It was unclear Friday how the virus got into the system, but officials promised a thorough investigation. They could not say when they hoped to have the virus removed from the city network.

The disruption cascaded through city departments, leading police to temporarily abandon making some arrests for minor offenses. Officials also briefly disconnected the Houston Emergency Center. Although some emergency communications, such as dispatching, are routed through the center, police experienced no major disruptions, officials said.

By Friday afternoon, officials said the virus appeared to be contained to 475 of the city’s more than 16,000 computers. But the problems it caused grew so severe that city officials made an emergency purchase order for up to $25,000 to bring in Gray Hat Research, a technology security company that began trying to eradicate it through the early morning hours Friday.

“We’re working as hard as we can on it,” said Richard Lewis, the city’s information technology director. “This is a complex matter. We’re not sure what virus has attacked us. It’s going to probably be days.”

The compromise of the city networks dealt another blow to the municipal court computer system, which has been beset by problems almost as soon as it went live in April 2006.

The $10 million effort by Maximus Inc. to bring the court’s activities online was immediately troublesome to judges, clerks and prosecutors and delayed court proceedings in 2006. After threatening litigation, the city reached a $5 million settlement with Maximus and may seek another vendor.
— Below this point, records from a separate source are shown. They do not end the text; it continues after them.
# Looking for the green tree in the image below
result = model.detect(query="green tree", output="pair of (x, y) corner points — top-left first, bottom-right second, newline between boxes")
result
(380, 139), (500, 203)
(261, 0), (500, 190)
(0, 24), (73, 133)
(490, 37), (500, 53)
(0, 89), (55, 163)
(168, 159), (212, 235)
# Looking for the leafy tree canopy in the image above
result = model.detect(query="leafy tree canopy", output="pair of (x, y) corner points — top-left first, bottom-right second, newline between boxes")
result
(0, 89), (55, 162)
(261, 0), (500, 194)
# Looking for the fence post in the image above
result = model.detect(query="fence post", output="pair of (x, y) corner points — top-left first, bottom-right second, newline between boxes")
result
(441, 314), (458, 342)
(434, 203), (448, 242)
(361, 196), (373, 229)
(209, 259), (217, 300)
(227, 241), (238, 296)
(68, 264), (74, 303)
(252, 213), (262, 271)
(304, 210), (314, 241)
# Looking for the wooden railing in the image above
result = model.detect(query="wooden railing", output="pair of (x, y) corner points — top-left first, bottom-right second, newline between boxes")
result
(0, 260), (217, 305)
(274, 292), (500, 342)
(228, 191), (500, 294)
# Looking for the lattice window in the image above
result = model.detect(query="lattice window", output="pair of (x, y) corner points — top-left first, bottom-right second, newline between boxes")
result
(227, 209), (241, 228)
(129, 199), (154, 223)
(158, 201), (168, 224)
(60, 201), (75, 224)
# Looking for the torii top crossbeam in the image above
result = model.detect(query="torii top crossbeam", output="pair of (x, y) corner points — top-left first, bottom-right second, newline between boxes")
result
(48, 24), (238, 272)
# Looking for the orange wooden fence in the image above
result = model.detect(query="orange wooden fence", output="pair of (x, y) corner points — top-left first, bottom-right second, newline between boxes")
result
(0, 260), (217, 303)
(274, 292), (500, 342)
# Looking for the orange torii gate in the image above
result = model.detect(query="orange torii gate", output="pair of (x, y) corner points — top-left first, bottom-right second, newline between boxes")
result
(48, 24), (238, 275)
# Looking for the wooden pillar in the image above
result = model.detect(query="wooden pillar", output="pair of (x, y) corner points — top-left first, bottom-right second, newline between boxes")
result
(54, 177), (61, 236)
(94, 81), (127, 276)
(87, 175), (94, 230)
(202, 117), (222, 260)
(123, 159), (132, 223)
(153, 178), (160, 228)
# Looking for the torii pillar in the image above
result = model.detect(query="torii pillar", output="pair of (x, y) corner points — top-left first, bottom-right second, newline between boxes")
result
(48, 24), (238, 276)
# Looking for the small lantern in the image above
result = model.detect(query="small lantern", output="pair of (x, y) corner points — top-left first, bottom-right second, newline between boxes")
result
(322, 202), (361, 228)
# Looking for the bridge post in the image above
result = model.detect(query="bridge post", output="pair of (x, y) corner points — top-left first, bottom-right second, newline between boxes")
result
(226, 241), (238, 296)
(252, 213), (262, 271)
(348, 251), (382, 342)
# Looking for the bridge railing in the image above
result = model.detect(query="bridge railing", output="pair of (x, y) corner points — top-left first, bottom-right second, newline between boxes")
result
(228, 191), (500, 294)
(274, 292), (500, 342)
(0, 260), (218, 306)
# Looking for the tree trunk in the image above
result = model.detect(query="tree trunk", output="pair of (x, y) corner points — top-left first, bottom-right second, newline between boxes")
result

Janis Benton, the city’s deputy director of information technology, said officials suspected the infection was a form of Conficker, the latest super virus that has breached at least 10 million computers worldwide as of late January, including the government health department in New Zealand and defense systems in France.

Conficker, also known as Downadup, infects computers via a flaw in the Microsoft Windows operating system. Microsoft issued an emergency patch back in October, and PCs that have the patch are protected from the worm.

Once on a computer, Conficker disables some of its capabilities, connects to outside servers and can download other malicious programs. It may also gather personal information and upload it to remote servers.

Because individuals and larger operations are often slow to patch their systems, Conficker has spread quickly.

Lewis said the patch almost certainly would have been installed because of protocols in place, but said he is not sure the problem is Conficker.

Hold on minor arrests

Lewis said city officials began to notice some of the effects of the virus on Wednesday and began a full-fledged effort to quarantine it on Thursday. It had the effect of severely slowing down the operations of computers, he said.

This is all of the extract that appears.